Se miraron en silencio. Cercanos y, sin embargo, lejanos.

Christmas le cogió una mano entre las suyas. Con suavidad, con dulzura.

—¿Por qué? —le preguntó.

—No es culpa tuya —respondió Ruth, entrelazando sus dedos con los de Christmas.

Él tenía la mirada baja y observaba la mano de ella entre la suya.

—¿Por qué? —repitió.

—Estoy maldita —contestó Ruth volviendo la cabeza hacia la ventanilla—. Nunca podremos tener un futuro…

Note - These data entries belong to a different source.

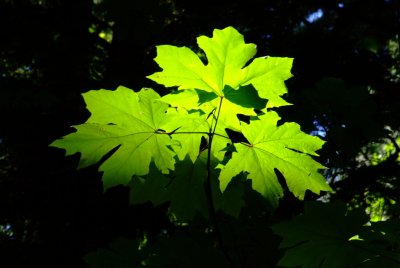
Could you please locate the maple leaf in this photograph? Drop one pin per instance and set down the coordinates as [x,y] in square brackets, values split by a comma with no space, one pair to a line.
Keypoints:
[283,147]
[227,55]
[126,119]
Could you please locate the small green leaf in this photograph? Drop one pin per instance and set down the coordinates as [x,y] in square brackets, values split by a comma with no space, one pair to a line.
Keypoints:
[126,119]
[285,148]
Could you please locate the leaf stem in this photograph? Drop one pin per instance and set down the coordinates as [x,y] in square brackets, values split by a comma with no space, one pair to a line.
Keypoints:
[209,189]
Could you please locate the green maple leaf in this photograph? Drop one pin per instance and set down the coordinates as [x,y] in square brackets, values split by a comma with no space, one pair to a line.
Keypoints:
[326,236]
[227,55]
[126,119]
[285,148]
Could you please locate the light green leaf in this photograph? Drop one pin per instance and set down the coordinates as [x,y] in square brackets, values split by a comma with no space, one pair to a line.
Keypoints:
[285,148]
[132,121]
[267,75]
[227,54]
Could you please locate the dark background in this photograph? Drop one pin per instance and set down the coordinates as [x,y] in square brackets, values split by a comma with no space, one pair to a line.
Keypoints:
[346,88]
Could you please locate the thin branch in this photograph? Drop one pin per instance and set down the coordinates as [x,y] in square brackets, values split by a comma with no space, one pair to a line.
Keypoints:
[209,191]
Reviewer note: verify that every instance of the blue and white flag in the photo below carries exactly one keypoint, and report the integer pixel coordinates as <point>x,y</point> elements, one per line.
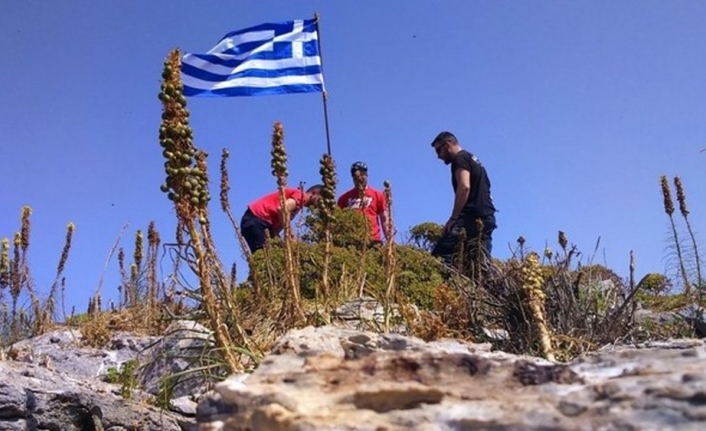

—Eso no es verdad —dijo Christmas, casi con vehemencia. Rebelándose, apretándole la mano—. Eso no es verdad, Ruth.

Ruth permaneció mirando la nada por la ventanilla. Inmóvil.

—Podemos conseguirlo —añadió Christmas—. Debemos.

—No, Christmas. Yo no soy como las otras, no tengo un futuro como las otras mujeres. —La voz de Ruth era baja. Desesperada. Y contenida—. Estoy maldita.

—Ruth…

—No es culpa tuya.

Christmas le estrechó la mano.

—Mírame —le dijo.

Ruth volvió la cabeza.

—¿Me amas? —le preguntó Christmas.

—¿Eso qué importancia tiene?

—La tiene para mí.

Ruth guardó silencio.

—Necesito oírtelo. Me lo debes, Ruth.

Ruth soltó su mano de la de Christmas y abrió la puerta.

—Jura que no me buscarás —dijo.

Christmas sacudió la cabeza.

—No puedes pedírmelo.

Ruth lo miró intensamente, como si quisiera retener las facciones de Christmas en su mente para siempre.

—Puede que algún día esté lista. Y entonces yo te buscaré. Esta vez me toca a mí.

Christmas intentó cogerle la mano, pero Ruth bajó del coche.

—Me voy de aquí. No se adónde iré —dijo Ruth, con una voz repentinamente severa y una prisa que delataba todo su dolor—. No me esperes.

—Te esperaré.

—No me esperes —añadió y entró en el portal.